Investigating novel therapeutic combinations in pancreatic cancer

A main goal of the Byrne laboratory is to develop improved treatment options for patients with pancreatic cancer. Improved combination chemotherapy approaches have nearly doubled the 5-year survival rate of patients with metastatic pancreatic cancer; however, at only 10%, there is still much work to do on this front. The Byrne Lab has worked on translating agonistic CD40 antibody to the clinical setting in combination with chemotherapy and immune checkpoint blockade, with promising outcomes in Phase I/II trials. Studies are ongoing to address the potential of combining additional therapies to promote enhanced anti-tumor immune responses in patients.

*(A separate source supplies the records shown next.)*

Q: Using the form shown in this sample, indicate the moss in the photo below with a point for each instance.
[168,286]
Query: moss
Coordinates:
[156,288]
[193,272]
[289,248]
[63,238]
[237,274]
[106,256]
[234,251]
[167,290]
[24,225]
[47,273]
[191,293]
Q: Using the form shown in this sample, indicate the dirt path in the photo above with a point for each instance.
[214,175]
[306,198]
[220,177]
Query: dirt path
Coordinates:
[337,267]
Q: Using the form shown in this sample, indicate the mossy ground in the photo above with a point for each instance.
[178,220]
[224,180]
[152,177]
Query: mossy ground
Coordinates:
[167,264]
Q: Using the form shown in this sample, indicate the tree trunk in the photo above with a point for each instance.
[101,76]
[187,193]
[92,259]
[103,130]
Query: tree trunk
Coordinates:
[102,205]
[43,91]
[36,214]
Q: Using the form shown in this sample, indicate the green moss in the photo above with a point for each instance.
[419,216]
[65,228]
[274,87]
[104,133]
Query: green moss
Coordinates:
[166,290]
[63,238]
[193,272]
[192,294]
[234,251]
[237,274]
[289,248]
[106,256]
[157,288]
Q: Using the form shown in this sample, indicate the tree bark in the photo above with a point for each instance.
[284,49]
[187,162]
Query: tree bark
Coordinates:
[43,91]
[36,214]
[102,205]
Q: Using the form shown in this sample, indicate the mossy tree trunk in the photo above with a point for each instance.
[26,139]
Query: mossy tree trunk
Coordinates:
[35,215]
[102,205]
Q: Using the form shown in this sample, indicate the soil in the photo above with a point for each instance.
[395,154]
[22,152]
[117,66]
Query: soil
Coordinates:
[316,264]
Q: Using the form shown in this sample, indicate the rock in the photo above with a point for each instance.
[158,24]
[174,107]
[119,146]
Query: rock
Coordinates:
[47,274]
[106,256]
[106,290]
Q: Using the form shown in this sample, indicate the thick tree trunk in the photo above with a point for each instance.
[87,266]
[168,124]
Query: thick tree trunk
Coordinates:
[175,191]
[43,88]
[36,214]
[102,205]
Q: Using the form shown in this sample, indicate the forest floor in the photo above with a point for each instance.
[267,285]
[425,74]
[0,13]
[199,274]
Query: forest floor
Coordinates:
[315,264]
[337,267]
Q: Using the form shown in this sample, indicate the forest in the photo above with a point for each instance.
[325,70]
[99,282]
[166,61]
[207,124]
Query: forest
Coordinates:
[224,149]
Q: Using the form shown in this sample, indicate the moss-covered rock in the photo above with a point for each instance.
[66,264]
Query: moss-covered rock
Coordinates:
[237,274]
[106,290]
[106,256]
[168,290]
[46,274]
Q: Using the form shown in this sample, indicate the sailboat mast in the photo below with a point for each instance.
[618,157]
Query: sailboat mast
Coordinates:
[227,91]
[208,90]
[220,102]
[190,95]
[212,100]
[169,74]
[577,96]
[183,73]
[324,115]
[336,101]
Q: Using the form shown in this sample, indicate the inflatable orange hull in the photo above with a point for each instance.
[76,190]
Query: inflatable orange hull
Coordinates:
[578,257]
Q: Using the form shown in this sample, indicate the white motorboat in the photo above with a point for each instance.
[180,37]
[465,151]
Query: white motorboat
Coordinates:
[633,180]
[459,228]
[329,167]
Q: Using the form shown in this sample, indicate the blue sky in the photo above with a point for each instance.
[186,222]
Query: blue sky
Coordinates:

Harnessing CD4 T cell responses against tumors

Historically, immunotherapeutic interventions have focused on enhancing CD8 T cell responses against tumors. However, increasing evidence from the Byrne Lab and others supports the potential of a CD4 T cell-mediated response in rejecting established tumors. We are using a number of genetic and targeted approaches to understand the mechanisms of CD4 T cell immunity against pancreatic cancer, and the potential to further optimize this type of response.

Developing novel models of the pancreatic tumor microenvironment

The complexity of the tumor microenvironment often hinders mechanistic investigations into the underlying immune biology within the tumor site. The Byrne Lab has developed clonal tumor lines that establish unique microenvironments spanning a spectrum of immune phenotypes, allowing for interrogation of mechanisms regulating immune infiltration at baseline or in response to immunotherapy interventions.